July 11 (Bloomberg) -- Arabica coffee rose for the first time in three days as Brazil, the world’s largest producer, negotiates farmer subsidies that will limit sales of surplus beans. Cocoa also gained.
Brazilian officials met with coffee growers yesterday to seek an agreement on 390 million reais ($172 million) in subsidies. The government may buy coffee in public auctions, sell options contracts or use the so-called Pepro subsidies, where growers are paid the difference between market prices and the established minimum price of 307 reais per 60-kilogram bag. Futures tumbled 33 percent in the past 12 months and a plunge in the real against the dollar is encouraging exports that may push prices down further.

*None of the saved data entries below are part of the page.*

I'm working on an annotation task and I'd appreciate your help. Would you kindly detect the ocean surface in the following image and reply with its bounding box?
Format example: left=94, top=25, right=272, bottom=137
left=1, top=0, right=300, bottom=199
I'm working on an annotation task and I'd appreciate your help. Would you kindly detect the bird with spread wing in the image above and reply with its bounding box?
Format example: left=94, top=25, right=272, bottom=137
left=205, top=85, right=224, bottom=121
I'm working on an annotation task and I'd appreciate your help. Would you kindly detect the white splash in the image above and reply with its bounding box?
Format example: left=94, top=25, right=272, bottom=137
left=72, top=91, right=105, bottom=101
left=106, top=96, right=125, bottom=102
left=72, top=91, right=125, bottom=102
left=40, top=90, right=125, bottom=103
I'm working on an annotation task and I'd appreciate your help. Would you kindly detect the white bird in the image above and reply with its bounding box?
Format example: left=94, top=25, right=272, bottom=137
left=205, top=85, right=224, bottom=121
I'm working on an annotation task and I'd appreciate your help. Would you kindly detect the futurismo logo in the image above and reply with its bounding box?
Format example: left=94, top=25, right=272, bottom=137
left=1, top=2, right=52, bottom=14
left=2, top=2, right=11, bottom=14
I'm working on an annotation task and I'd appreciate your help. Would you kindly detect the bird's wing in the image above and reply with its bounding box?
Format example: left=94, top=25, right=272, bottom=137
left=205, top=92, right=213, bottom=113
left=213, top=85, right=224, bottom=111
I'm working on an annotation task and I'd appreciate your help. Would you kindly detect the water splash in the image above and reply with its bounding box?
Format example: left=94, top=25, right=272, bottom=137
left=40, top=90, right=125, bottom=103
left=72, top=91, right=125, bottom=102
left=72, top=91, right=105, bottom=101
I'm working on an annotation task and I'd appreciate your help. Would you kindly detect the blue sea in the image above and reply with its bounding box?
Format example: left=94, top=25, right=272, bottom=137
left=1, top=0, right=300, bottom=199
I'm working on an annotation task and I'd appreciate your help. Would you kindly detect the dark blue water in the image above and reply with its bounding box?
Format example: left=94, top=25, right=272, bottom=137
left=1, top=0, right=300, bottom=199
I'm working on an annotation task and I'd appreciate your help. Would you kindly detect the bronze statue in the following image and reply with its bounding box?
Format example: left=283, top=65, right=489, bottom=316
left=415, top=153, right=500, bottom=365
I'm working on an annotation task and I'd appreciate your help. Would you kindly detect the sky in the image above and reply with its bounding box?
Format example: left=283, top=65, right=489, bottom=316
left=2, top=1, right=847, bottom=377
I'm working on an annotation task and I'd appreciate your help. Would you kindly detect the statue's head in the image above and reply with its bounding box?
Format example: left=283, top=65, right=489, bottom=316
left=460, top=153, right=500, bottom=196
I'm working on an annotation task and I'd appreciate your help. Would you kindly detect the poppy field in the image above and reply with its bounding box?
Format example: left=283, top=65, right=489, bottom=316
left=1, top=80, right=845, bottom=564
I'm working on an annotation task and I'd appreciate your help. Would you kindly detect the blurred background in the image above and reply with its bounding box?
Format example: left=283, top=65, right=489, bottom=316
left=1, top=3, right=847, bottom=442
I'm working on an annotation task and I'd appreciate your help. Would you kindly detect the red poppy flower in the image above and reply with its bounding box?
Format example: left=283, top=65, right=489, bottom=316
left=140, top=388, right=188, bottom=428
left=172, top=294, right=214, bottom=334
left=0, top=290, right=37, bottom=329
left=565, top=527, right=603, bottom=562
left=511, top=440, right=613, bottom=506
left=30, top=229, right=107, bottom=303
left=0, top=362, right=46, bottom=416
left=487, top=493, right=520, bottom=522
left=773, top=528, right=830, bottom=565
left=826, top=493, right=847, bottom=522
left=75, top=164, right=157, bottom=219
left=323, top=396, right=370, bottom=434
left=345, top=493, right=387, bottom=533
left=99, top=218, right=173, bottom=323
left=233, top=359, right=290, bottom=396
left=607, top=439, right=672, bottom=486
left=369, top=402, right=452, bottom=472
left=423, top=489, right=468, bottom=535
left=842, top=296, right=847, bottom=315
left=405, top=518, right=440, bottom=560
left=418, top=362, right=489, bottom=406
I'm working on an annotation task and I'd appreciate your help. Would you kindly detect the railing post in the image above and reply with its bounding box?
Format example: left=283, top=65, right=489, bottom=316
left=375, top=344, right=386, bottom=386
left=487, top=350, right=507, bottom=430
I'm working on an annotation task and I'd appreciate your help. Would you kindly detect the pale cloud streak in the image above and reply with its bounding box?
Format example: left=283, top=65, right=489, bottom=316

“This is the same program Brazil has used successfully before,” Jack Scoville, a vice president at Price Futures Group Inc. in Chicago, said in a telephone interview. “It supports the market and is good for everyone involved.”
Arabica coffee for September delivery rose 1.4 percent to close at $1.234 a pound at 2 p.m. on ICE Futures U.S. in New York. Prices dropped 1.5 percent in the previous two sessions.
Workers at Brazil’s Santos, the largest port in South America, began a strike yesterday and won’t be at work today as part of a nationwide walkout with other industrial unions. The strike prevented about 13 container ships from being loaded.
“The Brazilian strike is creating concern that shipments will be delayed,” Rodrigo Costa, a trading director at Caturra Coffee Corp., said in a telephone interview.
Cocoa futures for September delivery advanced 2.8 percent to settle at $2,239 a metric ton on ICE, the biggest gain since April 8.